Иванко, ловко действуя плечами, руками, ногами, расталкивал толпу и быстро продвигался вперед, как вьюн в воде. Он разыскивал отца, чтобы сказать ему о ковачах, которые хотели собраться вместе. Куда же отец девался? Только что как будто видел его вот здесь, и уже нет на этом месте. Трудно найти человека в этом море голов. Иванку уже не раз потчевали тумаками в бока, но он не обижался и не ругался, ибо с кем тут сцепишься драться, если так тесно, что и рукой нельзя размахнуться. А толпа гудит, шумит. И в этом шуме многое услышишь, стоит только прислушаться:

— Крепко Роман держал…

— А теперь бояре на шею сядут…

— Твой Роман тоже волк…

— Сейчас самое время бояр копьем под ребро…

— Какой ты быстрый!

— Будешь быстрым, когда шкуру сдирают…

Эти слова веселят Иванку. «Под ребро!» — хохочет он и движется дальше. Отца нет, — видно, не удастся встретить его.

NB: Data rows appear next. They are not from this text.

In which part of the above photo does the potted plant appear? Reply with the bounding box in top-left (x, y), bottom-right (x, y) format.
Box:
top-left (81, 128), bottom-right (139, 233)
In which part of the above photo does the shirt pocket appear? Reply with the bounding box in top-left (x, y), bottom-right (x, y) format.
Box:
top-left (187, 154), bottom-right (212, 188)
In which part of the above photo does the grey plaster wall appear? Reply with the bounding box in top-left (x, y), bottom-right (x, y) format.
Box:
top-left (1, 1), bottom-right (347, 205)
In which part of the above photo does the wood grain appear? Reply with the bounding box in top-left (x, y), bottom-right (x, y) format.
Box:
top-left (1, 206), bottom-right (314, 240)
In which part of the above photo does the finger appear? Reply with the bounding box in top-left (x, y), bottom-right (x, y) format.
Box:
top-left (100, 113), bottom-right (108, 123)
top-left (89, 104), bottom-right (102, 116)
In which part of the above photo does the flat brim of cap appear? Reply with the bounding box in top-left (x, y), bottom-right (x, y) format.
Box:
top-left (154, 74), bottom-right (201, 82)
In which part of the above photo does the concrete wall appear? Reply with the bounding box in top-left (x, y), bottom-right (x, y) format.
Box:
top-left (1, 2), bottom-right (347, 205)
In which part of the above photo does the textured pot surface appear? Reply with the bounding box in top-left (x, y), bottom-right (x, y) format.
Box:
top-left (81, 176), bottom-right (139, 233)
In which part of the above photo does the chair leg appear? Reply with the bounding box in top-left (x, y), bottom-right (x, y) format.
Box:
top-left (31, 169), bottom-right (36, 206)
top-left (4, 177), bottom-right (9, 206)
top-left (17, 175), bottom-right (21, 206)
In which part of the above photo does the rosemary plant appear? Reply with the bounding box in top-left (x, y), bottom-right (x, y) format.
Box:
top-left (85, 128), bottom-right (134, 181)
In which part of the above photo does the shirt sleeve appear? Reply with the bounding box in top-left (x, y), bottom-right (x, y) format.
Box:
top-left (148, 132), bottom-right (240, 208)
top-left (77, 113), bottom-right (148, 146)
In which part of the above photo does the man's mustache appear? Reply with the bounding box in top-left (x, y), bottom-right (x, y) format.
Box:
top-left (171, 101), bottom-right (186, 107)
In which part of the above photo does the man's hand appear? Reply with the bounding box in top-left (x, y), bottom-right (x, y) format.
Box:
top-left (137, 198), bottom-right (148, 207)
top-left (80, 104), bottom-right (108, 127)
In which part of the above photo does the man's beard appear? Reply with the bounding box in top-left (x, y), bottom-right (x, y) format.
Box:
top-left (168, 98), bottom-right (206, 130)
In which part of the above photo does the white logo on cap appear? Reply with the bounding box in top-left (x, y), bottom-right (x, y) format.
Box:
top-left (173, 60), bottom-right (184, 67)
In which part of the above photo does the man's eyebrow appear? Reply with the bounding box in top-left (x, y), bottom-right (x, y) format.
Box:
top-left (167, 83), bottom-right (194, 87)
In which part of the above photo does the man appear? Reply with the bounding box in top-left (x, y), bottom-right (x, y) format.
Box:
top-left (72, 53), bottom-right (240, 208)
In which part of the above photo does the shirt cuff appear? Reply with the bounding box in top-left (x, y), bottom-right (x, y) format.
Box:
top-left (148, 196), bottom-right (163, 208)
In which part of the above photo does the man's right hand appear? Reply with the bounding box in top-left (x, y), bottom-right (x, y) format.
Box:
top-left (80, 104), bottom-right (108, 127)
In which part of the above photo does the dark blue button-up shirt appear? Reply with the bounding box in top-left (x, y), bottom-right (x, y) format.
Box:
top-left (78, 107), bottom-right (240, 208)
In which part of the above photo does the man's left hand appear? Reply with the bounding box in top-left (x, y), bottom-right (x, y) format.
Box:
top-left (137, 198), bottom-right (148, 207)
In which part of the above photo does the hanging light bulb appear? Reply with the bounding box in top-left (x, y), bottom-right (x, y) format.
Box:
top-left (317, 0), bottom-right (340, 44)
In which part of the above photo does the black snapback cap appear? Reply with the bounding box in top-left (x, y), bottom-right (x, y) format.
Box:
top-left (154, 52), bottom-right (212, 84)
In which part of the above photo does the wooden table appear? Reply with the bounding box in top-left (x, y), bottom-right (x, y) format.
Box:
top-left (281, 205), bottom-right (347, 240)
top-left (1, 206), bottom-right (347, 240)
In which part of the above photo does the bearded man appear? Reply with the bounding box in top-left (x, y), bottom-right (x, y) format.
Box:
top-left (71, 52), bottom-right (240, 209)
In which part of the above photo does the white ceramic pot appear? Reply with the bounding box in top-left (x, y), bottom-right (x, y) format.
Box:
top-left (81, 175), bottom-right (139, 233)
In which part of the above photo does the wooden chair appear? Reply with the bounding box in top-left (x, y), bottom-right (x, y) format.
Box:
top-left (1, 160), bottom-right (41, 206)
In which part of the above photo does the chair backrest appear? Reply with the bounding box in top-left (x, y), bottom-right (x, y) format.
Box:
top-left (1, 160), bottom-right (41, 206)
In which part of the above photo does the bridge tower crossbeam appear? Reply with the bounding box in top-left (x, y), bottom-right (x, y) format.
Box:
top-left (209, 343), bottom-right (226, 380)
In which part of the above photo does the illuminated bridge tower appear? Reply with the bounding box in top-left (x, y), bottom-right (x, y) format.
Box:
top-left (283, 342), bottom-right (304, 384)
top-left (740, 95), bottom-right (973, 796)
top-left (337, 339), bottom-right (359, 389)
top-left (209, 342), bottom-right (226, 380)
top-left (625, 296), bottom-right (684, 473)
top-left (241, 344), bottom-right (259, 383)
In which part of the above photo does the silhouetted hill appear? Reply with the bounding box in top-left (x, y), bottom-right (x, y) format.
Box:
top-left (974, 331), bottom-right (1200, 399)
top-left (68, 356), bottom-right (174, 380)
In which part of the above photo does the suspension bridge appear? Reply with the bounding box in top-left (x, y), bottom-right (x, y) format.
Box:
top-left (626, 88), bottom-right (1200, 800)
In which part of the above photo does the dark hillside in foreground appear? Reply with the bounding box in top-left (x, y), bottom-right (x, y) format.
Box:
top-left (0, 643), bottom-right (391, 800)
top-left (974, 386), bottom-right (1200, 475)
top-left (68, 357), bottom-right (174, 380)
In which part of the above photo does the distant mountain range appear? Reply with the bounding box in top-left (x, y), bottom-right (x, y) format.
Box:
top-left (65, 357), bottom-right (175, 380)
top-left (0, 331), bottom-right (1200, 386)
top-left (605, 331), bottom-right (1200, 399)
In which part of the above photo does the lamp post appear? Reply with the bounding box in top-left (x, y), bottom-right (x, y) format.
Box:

Светозара потихоньку открыла дверь и, шепнув Роксане, чтобы та шла за ней, ступила в светлицу. Одетая в черную одежду, Мария лежала на скамье, закрыв лицо шелковым платком. На полу белела измятая подушка. Светозара на цыпочках подошла к Марии и окликнула ее. Мария не поднялась. Испуганная молчанием, Светозара кивнула Роксане, сняла платок, и потом они вдвоем подняли Марию.

— Это ты, Светозара? — отозвалась Мария. — А я думала, что и тебя уже нет.

— Что ты, княгиня! Я всегда с тобой. Пойдем, уже пора.

— Я боюсь, Светозара! — Мария дрожала и, схватив руки Светозары, сжала их. — Я боюсь на него посмотреть. — Она заголосила: — Всего-то один раз месяц небо обошел, как они в поход отправились, и уже нет моего сокола! Ой, что же я буду делать одна? И как я на него гляну? Глаза его закрыты, не увижу я больше тех светлых глаз, не расчешу его черные кудри… Ой, Роман, мой Роман!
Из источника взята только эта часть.